Climate emergency

Published September 16, 2019
The writer is a member of the Pakistan Climate Change Council.
The writer is a member of the Pakistan Climate Change Council.

PRIME MINISTER Imran Khan is preparing to fly to New York to address the UN General Assembly where many heads of government will present their country’s plans to combat climate change during the Climate Action Summit this month. Countries will showcase the progress they have made since the 2016 Paris Agreement. It is an opportunity for the prime minister to share with the world his vision of how Pakistan will align with the global climate movement and address its own climate-induced vulnerabilities. Already, much of the population is struggling with poverty and malnutrition.

As the world falls behind on implementing the Paris Agreement and the Nationally Determined Contributions, the IPCC’s 2018 special report on Global Warming of 1.5°C has warned of huge consequences if global temperatures exceed this threshold by 2040. The UN says we could have just 11 years left to limit a catastrophe. The report’s findings have led to an unprecedented response both from national governments and citizens around the world.

The Extinction Rebellion (XR), spearheaded by a group of middle-class professionals, considers climate change an existential threat and uses nonviolent resistance to stage worldwide protests against i) climate change, ii) loss of biodiversity, iii) ecological collapse, and iv) the risk to human survival. XR demands that countries have in place, and enforce, legally binding policy measures to reduce carbon emissions and consumption. It wants national citizens’ assemblies to monitor the process.

An article in an international publication has described how, since April, climate activists have attempted to draw attention to the unfolding crisis — how they have emulated corpses in New York, blocked bridges in Germany, splashed fake blood near government offices in The Hague, and disrupted traffic in London. In the UK, their main aim was to put pressure on the government “to declare a climate emergency, reach net-zero greenhouse gas emissions by 2025, and form a Citizen’s Assembly on Climate and Ecological Justice”.

In fact, the British parliament was the first one in the world to declare a climate emergency. Led by Argentina, Austria, Canada, France, Germany, Ireland, New Zealand, Spain and Switzerland, today parliaments and governments everywhere are following suit.

The demand to put resources in place to help reduce carbon emissions has also gained traction. While in office, Prime Minister Theresa May “changed the legally binding net-zero ­target from 80 per cent to 100pc by 2050”.

Here’s a chance for the PM to talk of our climate crisis.

Other cities and towns have come up with specific action plans and resources — 17 cities and towns in Australia; 384 in Canada; 49 in Germany; and eight in the US. More cities continue to declare a climate emergency, even if not all their statements include verifiable measures.

In fact, such an emergency, issued by, say, a city government can be a powerful catalyst for community-led actions. Cities and local governments are now being joined by higher education institutions — more than 7,000 have declared a climate emergency and agreed to undertake, through their work with students, a three-point plan to: i) become carbon-neutral by 2030 or 2050, ii) mobilise more resources for climate change research and skills creation, and iii) increase teaching and learning about environmental and sustainability education.

Mission Innovation, an initiative of 24 countries and the EU, has partnered with an alliance of over 10,000 cities to identify and pilot innovations and steer budgets towards clean energy. The present global wave of local governments declaring a climate emergency is providing an element of hope based on voluntary pathways.

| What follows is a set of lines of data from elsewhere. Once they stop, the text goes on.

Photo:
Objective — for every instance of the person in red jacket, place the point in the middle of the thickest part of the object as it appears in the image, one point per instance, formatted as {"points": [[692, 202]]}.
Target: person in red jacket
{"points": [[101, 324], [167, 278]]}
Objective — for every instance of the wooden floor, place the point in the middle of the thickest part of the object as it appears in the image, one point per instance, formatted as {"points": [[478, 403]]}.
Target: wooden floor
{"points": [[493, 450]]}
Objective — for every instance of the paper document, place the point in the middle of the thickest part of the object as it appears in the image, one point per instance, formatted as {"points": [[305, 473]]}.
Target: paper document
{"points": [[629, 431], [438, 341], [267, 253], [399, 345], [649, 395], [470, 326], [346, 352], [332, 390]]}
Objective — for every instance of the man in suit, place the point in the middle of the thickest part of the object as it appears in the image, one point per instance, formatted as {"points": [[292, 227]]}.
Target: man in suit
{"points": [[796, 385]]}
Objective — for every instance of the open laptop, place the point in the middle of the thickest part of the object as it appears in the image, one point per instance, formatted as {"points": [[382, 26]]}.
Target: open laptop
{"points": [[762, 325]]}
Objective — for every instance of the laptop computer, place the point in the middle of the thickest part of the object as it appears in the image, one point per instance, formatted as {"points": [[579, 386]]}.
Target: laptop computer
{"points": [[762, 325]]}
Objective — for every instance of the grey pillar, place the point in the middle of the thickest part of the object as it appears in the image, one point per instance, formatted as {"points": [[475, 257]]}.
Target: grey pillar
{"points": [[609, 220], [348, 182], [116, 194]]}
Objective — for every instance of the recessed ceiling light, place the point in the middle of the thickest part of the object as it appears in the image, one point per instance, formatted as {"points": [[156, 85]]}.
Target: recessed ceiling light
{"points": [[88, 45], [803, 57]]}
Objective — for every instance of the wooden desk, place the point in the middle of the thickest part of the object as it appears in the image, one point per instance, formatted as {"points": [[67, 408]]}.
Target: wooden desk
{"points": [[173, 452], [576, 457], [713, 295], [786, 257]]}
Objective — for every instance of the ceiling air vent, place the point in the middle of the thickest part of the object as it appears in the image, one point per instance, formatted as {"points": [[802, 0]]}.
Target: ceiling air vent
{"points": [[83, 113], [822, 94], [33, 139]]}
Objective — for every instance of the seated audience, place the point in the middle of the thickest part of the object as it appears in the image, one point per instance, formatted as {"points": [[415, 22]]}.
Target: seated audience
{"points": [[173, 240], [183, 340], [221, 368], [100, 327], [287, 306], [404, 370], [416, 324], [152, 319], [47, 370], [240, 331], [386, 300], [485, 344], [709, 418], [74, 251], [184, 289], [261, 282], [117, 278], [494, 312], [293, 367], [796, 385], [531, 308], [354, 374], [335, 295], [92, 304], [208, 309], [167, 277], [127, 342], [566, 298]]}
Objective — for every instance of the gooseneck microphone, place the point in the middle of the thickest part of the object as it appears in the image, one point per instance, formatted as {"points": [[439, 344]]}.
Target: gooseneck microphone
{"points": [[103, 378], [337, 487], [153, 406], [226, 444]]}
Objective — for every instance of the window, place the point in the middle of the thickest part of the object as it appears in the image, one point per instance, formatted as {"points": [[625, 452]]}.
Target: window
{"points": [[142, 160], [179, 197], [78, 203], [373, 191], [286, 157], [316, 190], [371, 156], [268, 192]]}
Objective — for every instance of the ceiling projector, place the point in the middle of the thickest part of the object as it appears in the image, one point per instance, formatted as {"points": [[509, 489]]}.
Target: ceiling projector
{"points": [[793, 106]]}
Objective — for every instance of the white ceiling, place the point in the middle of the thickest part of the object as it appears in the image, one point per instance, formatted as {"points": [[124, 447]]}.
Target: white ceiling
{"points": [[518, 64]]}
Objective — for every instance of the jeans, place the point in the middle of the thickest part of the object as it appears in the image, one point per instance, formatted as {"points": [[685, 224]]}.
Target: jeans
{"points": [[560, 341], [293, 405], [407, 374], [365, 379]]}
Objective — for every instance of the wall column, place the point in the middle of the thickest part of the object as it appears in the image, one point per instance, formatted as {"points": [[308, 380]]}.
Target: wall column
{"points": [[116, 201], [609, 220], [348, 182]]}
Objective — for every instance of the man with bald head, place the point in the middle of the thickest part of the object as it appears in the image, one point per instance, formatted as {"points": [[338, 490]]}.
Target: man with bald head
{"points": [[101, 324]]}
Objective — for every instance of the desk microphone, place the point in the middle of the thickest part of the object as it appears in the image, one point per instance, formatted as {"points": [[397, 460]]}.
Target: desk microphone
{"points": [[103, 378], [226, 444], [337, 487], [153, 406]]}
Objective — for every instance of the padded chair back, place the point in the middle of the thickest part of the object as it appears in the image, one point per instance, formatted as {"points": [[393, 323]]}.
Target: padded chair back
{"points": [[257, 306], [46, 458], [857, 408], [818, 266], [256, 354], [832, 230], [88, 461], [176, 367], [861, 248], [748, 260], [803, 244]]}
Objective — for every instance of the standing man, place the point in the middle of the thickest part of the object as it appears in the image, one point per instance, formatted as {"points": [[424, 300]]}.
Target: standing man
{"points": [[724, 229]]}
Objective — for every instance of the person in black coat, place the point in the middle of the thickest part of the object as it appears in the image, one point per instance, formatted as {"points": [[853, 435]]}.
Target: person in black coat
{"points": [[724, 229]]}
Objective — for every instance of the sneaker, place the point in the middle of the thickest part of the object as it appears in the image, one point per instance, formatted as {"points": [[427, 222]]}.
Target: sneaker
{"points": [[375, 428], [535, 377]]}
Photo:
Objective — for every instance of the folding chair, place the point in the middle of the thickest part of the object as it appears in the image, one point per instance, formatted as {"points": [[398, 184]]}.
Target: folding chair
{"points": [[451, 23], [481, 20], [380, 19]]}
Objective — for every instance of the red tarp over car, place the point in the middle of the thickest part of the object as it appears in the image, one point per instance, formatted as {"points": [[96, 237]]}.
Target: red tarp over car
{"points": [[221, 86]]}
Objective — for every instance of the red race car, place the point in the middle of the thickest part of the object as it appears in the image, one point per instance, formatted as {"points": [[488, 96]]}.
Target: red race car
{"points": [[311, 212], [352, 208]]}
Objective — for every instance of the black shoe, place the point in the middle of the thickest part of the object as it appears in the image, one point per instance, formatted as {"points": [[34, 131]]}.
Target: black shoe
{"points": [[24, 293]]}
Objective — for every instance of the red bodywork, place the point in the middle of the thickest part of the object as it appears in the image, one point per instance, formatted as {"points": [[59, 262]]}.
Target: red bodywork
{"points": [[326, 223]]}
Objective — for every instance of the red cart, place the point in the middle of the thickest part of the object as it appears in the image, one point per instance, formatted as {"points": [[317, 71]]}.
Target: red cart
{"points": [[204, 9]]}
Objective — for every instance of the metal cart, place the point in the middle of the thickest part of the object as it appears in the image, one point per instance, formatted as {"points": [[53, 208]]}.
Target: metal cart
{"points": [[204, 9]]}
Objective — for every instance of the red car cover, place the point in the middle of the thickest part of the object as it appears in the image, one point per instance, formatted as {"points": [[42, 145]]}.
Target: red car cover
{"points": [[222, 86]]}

While there is a growing trend to declare it as one, there is no single definition of climate emergency — there needn’t be one. Many institutions have set ambitious targets of becoming carbon-neutral by 2030. This would phase out subsidies on fossil fuels and coal-powered power plants and drive down renewable energy prices — and propel economic growth.

Pakistan is ranked as one of the most climate-vulnerable countries. Recent studies by the Met department indicate our limited capacity to cope with the impact of 1.5°C increase above pre-industrial levels. The cost of development will rise sharply and Pakistan will be unable to meet its SDG targets. A 2°C increase would put unbearable stress on our ecosystems and on food and water security. Few other countries have a greater stake in arresting the global temperature increase at 1.5°C and align with the global trend of declaring a climate emergency.

Mr Khan can encourage the provinces and cities to declare climate emergencies and explore twinning agreements with other countries. His upcoming UN address presents a historic opportunity to declare Pakistan’s resolve to align itself with climate emergencies being called around the world.

The writer is a member of the Pakistan Climate Change Council.